Add Arkansas State to the growing list of universities agreeing to scrap an ethnically offensive nickname.
A couple of weeks ago, ASU officials, bowing to NCAA pressure, reluctantly agreed to drop Indians and pursue another school mascot, joining Dartmouth, Stanford, St. John's and Marquette among others that have junked Native American nicknames.
Then there are some Kansas high schools.
In 1998, the Kansas Association for Native American Education issued a resolution that ":calls for the elimination of use of American Indian mascots and logos in all public and private schools in the State of Kansas."
Then in 2001, the Kansas Human Rights Commission issued a policy statement that "strongly encourages the discontinuance" of Indian-related logos and symbols, including high school mascots.
And how did Sunflower State high schools react to those KANAE and KHRC resolutions?
They were virtually ignored.
In 2000, Hiawatha High jettisoned the nickname Redskins and became the Red Hawks. Otherwise, a check of the Kansas State High School Activities Association directory shows 30 current offenders - 16 Indians, five Warriors, three Redskins, two Chieftains, two Braves and two Redmen.
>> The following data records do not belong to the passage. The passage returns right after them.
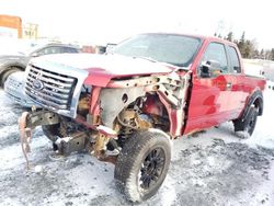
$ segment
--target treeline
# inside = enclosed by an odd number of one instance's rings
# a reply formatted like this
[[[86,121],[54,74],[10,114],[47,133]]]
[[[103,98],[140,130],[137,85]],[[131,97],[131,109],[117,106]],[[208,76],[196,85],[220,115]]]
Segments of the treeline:
[[[240,39],[235,38],[233,33],[229,32],[227,36],[221,36],[220,34],[214,34],[214,36],[218,36],[220,38],[233,42],[238,45],[241,56],[243,58],[260,58],[274,60],[274,48],[272,49],[261,49],[256,48],[256,44],[253,41],[246,38],[246,33],[243,32]]]

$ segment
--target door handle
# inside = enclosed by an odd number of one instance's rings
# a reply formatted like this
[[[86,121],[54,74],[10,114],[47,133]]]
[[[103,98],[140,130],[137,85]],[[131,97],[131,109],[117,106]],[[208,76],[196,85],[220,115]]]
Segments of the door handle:
[[[231,89],[232,83],[231,82],[227,82],[227,90]]]

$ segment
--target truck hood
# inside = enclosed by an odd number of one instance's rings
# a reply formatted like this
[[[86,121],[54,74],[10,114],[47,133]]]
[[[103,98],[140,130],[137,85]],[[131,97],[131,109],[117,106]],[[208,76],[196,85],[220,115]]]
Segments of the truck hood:
[[[113,78],[169,73],[174,68],[170,65],[153,62],[141,58],[122,55],[60,54],[35,58],[32,64],[39,67],[55,65],[82,69],[89,72],[87,83],[105,87]]]

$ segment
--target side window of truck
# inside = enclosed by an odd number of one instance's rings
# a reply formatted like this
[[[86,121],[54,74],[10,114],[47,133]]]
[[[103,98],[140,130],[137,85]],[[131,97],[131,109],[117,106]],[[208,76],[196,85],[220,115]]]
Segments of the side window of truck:
[[[212,71],[209,67],[210,65]],[[206,66],[206,67],[205,67]],[[214,69],[216,68],[216,70]],[[209,70],[208,70],[209,69]],[[214,77],[214,72],[229,73],[228,60],[226,48],[224,44],[220,43],[210,43],[203,56],[203,59],[199,65],[199,76],[203,78]]]
[[[239,56],[238,56],[238,53],[236,52],[235,47],[229,46],[228,53],[229,53],[229,57],[231,60],[231,67],[233,69],[233,72],[241,73],[241,66],[240,66],[240,61],[239,61]]]

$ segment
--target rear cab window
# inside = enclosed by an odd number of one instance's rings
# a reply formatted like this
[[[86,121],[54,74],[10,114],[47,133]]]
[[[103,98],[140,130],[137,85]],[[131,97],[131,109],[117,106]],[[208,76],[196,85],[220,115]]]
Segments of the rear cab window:
[[[230,65],[233,73],[241,73],[241,65],[236,48],[232,46],[228,46],[228,54],[230,57]]]

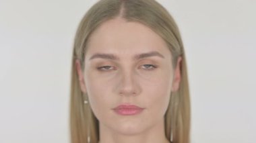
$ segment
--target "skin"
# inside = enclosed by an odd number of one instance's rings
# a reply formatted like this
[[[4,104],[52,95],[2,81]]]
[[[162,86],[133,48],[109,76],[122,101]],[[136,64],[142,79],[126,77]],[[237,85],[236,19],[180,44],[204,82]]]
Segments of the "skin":
[[[121,18],[105,21],[89,40],[84,73],[79,60],[75,62],[81,89],[100,122],[100,143],[169,142],[164,115],[170,93],[179,89],[181,57],[173,69],[170,51],[161,37]],[[135,56],[152,51],[162,56]],[[98,53],[112,56],[90,59]],[[133,115],[113,110],[123,103],[144,109]]]

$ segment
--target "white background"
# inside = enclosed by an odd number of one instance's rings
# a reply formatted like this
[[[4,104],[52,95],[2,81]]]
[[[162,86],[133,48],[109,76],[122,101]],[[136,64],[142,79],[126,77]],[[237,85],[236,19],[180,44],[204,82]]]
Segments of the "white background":
[[[71,58],[96,1],[0,0],[0,142],[69,142]],[[256,1],[161,0],[180,28],[192,143],[255,143]]]

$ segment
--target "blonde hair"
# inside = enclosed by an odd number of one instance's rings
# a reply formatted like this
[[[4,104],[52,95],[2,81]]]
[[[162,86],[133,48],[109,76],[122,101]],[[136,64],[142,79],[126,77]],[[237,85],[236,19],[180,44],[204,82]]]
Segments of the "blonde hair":
[[[70,102],[70,130],[72,143],[99,141],[98,121],[89,104],[84,104],[86,96],[81,91],[75,68],[79,59],[84,70],[84,57],[90,36],[104,21],[121,17],[127,21],[139,22],[150,28],[167,44],[176,66],[182,57],[181,81],[179,90],[170,95],[165,114],[166,138],[172,143],[189,143],[190,132],[190,101],[185,54],[177,26],[168,11],[154,0],[100,0],[94,4],[82,19],[74,41],[72,59]],[[89,130],[88,130],[89,129]]]

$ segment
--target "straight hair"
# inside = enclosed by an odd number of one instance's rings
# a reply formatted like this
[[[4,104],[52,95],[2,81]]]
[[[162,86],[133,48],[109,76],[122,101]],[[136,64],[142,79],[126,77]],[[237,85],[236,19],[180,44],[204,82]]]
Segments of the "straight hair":
[[[104,21],[121,17],[127,21],[139,22],[155,32],[166,43],[176,67],[182,57],[181,81],[176,92],[170,93],[164,115],[165,136],[172,143],[189,143],[190,132],[190,99],[185,53],[179,28],[168,11],[154,0],[100,0],[81,20],[75,37],[71,65],[70,97],[70,133],[71,143],[97,143],[99,123],[81,91],[75,60],[80,60],[84,70],[84,58],[90,35]]]

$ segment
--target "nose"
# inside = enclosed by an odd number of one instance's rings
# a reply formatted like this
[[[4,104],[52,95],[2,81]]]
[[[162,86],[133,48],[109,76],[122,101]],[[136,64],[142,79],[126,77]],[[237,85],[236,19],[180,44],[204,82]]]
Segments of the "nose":
[[[129,96],[137,95],[140,91],[138,79],[133,71],[123,72],[119,87],[119,95]]]

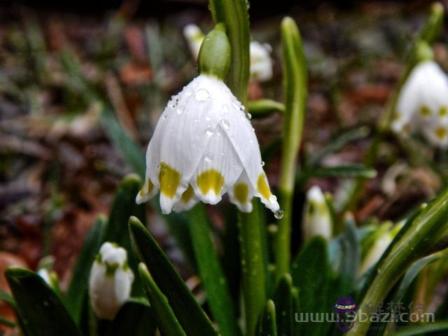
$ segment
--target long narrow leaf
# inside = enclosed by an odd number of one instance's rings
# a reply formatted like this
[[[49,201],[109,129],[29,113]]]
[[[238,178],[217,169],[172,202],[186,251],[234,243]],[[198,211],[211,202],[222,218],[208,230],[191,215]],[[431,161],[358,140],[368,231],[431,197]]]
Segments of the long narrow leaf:
[[[15,266],[8,268],[5,276],[27,335],[80,336],[59,297],[41,276]]]
[[[211,323],[153,236],[136,218],[131,217],[129,224],[134,252],[150,270],[187,335],[216,336]]]
[[[196,262],[211,314],[223,336],[237,336],[241,332],[230,291],[213,246],[204,206],[197,204],[188,211],[188,220]]]

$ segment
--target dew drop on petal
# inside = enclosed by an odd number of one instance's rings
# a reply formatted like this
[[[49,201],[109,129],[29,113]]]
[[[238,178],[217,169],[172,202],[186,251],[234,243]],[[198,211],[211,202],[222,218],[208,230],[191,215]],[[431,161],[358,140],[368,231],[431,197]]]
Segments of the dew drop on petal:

To tell the truth, I'm not all that sure Warriors needs to be lumped into this category. That nickname is OK if they don't use corresponding Native American mascots or logos. If they do, then they should change.
Without question, the most offensive nicknames are Redskins and Redmen. Imagine the hue and cry, for example, if a school's athletic teams went by Yellowskins or Blackmen. Public pressure would be overwhelming.
Yet Wichita North, Little River and Liberal continue as Redskins, while Atchison and Smith Center remain the Redmen (and Redwomen?). These schools easily could retain red as part of their nickname, like Hiawatha and like St. John's University when it switched from Redmen to Red Storm.
Bonner Springs and Council Grove, the two schools known as the Braves, need to start from scratch, as do Tonganoxie and Kiowa-South Barber, homes of the Chieftains.
I suspect the folks in nearby Tonganoxie would argue that their town was named after an Indian chief, so why shouldn't they be allowed to use an Indian nickname? Answer: See Hiawatha above. Why not something like the Tonganoxie Thunder instead?
Shawnee Mission North can use a similar rationalization. SM North has been known as the Indians ever since the school opened in 1922 in then-rural Overland Park not far from the Shawnee Indian Mission, now a state historical site. Yes, but the other four Shawnee Mission schools don't have Native American nicknames.
And what's the deal with Manhattan? The home of Kansas State University was named after the famed borough of New York City that was purchased from Indians. That's certainly no reason for Manhattan High to be known as the Indians. Manhattan College doesn't use an Indian mascot. They're the Jaspers. Jaspers??? Oh, well.
The NCAA wields an effective club, stressing it won't allow schools with offensive Native American nicknames to host championship events. Why can't the KSHSAA apply the same kind of pressure?